Mohsen Shekari was 23 years old when he was publicly hanged last week by Iranian authorities. His crime was taking part in human rights protests against the Iranian regime. According to Amnesty International, the Iranian government is seeking to execute at least another 18 people connected with the demonstrations.

In the wake of his hanging, all of America’s strongest allies—Britain, France, Spain, Germany, Canada, Ireland—expressed outrage at this human rights atrocity. The Czech president of the European Union described the news as “appalling” and said the Iranian regime uses the death penalty to instill terror in its population.

The official U.S. State Department response was not so full-throated. Why?

At the United Nations this Thursday, Dec. 15, 2022, there will likely be a super-majority of 129 nations voting in favor of the bi-annual U.N. resolution calling for a global abolition of the death penalty. All of America’s European allies, every country in the Western Hemisphere and a fast-increasing number of African nations will be among this super-majority.

This would not be the first time America voted with Iran, Saudi Arabia and North Korea to uphold the practice of government killings of its citizens.

Only 33 nations will likely be voting to keep using the death penalty. Among those nations will be: Iran, Saudi Arabia, North Korea, China and—contrary to President Biden’s policy at home—the United States of America.
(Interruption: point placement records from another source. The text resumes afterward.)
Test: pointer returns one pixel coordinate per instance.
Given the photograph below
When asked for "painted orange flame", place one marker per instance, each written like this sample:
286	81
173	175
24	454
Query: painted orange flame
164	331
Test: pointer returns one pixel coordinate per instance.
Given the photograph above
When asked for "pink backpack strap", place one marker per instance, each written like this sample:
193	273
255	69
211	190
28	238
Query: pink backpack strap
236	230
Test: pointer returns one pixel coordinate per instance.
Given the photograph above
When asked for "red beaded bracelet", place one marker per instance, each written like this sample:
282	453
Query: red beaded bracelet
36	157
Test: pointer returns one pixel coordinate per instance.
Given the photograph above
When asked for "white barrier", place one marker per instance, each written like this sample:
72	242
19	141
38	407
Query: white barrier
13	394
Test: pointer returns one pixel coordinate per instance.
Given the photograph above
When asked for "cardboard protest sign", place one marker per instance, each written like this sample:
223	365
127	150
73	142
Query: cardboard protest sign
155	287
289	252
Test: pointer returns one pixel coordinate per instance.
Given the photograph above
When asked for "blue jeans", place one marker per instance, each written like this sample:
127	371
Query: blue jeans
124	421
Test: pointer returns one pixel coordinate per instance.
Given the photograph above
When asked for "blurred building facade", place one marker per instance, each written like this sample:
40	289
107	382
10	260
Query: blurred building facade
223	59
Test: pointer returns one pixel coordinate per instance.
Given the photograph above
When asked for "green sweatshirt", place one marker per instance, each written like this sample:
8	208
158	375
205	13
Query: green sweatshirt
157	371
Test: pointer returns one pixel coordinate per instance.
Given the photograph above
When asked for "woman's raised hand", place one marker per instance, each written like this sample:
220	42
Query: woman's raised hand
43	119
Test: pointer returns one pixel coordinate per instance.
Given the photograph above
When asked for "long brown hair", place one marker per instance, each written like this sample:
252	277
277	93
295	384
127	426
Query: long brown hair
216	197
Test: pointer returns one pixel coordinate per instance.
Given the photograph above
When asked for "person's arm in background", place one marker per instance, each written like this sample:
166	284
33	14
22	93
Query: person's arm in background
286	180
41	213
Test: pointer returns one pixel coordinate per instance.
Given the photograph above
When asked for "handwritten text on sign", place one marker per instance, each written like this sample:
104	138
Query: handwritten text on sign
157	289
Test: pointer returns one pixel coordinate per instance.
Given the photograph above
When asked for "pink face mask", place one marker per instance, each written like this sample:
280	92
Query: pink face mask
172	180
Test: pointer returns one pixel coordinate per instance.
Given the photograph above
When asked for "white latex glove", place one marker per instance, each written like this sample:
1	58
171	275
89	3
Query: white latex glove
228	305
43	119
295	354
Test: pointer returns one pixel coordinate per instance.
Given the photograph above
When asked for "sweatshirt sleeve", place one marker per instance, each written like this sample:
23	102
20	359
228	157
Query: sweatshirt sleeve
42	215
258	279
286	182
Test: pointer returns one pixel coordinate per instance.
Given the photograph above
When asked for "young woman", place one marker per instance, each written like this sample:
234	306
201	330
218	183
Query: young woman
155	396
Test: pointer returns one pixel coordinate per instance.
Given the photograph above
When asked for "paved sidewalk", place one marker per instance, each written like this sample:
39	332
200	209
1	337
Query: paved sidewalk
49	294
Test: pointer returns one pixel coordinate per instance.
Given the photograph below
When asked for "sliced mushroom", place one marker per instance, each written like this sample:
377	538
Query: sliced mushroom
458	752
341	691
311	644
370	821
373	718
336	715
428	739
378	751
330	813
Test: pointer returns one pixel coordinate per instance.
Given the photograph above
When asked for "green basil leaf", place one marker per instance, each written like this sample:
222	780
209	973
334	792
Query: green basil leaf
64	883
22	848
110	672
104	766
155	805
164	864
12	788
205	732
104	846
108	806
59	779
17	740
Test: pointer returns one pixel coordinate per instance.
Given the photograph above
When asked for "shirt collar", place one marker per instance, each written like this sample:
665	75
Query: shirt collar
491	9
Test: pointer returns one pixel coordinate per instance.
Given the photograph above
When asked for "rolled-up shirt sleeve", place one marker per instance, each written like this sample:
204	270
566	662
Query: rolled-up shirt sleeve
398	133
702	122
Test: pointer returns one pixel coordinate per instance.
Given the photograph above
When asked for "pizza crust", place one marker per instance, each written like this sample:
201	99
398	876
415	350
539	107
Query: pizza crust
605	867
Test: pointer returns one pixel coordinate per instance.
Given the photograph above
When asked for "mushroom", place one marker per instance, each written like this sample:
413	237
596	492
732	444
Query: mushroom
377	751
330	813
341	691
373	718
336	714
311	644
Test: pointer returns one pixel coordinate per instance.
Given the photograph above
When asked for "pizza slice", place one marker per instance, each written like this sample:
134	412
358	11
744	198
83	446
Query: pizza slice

This would not be the first time America voted with Iran, Saudi Arabia and North Korea to uphold the practice of government killings of its citizens. Under both President Obama and President Trump, the U.S. ambassador to the U.N. voted with these brutal regimes on this same issue.

But this year there is hope for a change.

President Biden is now the first person in U.S. history to be elected president with a publicly stated position that the death penalty should abolished. He has courageously put a halt to federal executions in the United States. President Biden is also boldly advancing a criminal justice reform agenda for our country; an agenda that seeks to address the racial disparities that have too often been perpetuated in our criminal justice system given our country’s legacy of slavery.

Two years after his election to the presidency, it is time for Mr. Biden to bring our U.N. vote into alignment with the principles and policies upon which he was elected.

A majority of states in the United States have now repealed or placed a moratorium on the use of the death penalty. My own state of Maryland was the first state south of the Mason-Dixon Line to repeal the death penalty, in 2013; we were followed last year by Virginia. As President Biden has himself stated, the death penalty is expensive, it does not work as a deterrent, and it has never and can never be fairly or flawlessly applied under any human system of justice.

Why then would President Biden—who has done so much to repair America’s alliances abroad—have us side with Iran, Saudi Arabia and North Korea in voting for continued use of the death penalty in the world?

There really is no good reason.

One of the core principles of Catholic social justice teaching is a belief in the dignity of every person. Catholic teaching also affirms the common good we share with our fellow citizens and the solidarity we share with souls past, present and future.

It is time for America to stop giving political cover on the world stage to Iranian and Saudi executions.